Di langit pertama (langit dunia) – tujuh berturut-turut bertemu (1) Nabi Adam, (2) Nabi Isa dan Nabi Yahya, (3) Nabi Yusuf, (4) Nabi Idris, (5) Nabi Harun, (6) Nabi Musa, dan (7) Nabi Ibrahim. Rasulullah SAW juga ditunjukkan surga dan neraka,
suatu alam yang mungkin berada di masa depan, mungkin juga sudah ada masa sekarang sampai setelah kiamat nanti.

Sekadar analogi sederhana perjalanan keluar dimensi ruang waktu adalah seperti kita pergi ke alam lain yang dimensinya lebih besar. Sekadar ilustrasi, dimensi 1 adalah garis, dimensi 2 adalah bidang, dimensi 3 adalah ruang. Bidang dengan mudah menggambarkan garis. Demikian juga ruang dengan mudah menggambarkan bidang. Tetapi dimensi rendah tidak akan sempurna menggambarkan dimensi yang lebih tinggi. Kotak berdimensi 3 tidak tampak sempurna bila digambarkan di
bidang yang berdimensi 2.

Sekarang bayangkan ada alam berdimensi 2 (bidang) berbentuk U. Makhluk di alam "U" itu bila akan berjalan dari ujung satu ke ujung lainnya perlu menempuh jarak jauh. Kita yang berada di alam yang berdimensi lebih tinggi dengan mudah memindahkannya dari satu ujung ke ujung lainnya dengan mengangkat makhluk itu keluar dari dimensi 2, tanpa perlu berkeliling menyusuri lengkungan "U".

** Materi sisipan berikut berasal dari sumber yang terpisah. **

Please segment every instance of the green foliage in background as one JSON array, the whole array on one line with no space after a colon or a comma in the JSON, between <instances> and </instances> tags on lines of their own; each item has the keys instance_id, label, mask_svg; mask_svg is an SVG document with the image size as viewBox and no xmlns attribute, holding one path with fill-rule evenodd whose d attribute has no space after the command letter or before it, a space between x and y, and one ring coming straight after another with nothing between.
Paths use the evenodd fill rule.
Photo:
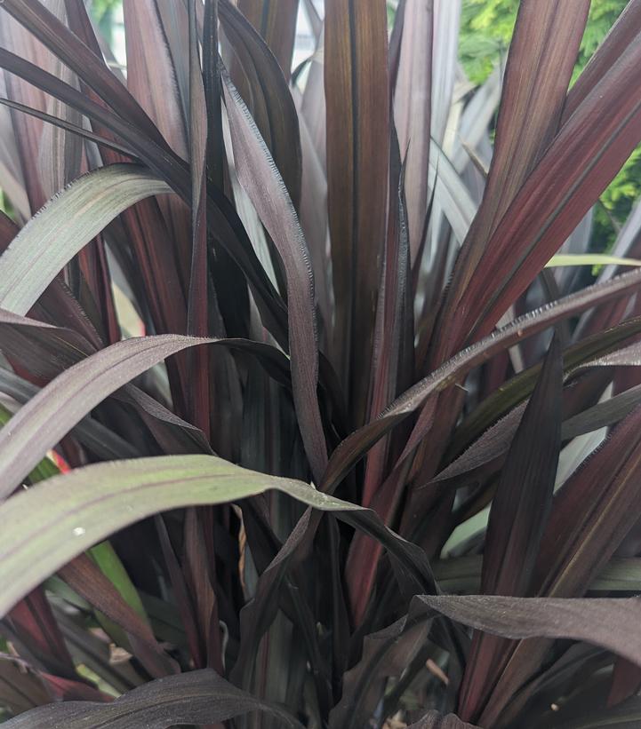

Alam malaikat (juga jin) bisa jadi berdimensi lebih tinggi dari dimensi ruang waktu, sehingga bagi mereka tidak ada lagi masalah jarak dan waktu. Karena itu mereka bisa melihat kita, tetapi kita tidak bisa melihat mereka. Ibaratnya dimensi dua tidak dapat menggambarkan dimensi tiga, tetapi sebaliknya dimensi 3
mudah saja menggambarkan dimensi 2. Bukankah isyarat di dalam Al-Quran dan Hadits juga menunjukkan hal itu. Malaikat dan jin tidak diberikan batas waktuumur, sehingga seolah tidak ada kemarian bagi mereka. Mereka pun bisa berada di berbagai tempat karena tak dibatas oleh ruang.

Rasulullah bersama jibril diajak ke dimensi malaikat, sehingga Rasulullah dapat melihat bentuk Jibril dan malaikat lainnya dalam bentuk aslinya (baca QS53:13-18).

Rasul pun dengan mudah pindah dari suatu tempat ke tempat lainnya, tanpa terikat ruang dan waktu. Langit dalam konteks istra’ mi’raj pun bukanlah langit fisik berupa planet atau bintang, tetapi suatu dimensi tinggi. Langit memang bermakna sesuatu di atas kita, dalam arti fisik maupun non-fisik.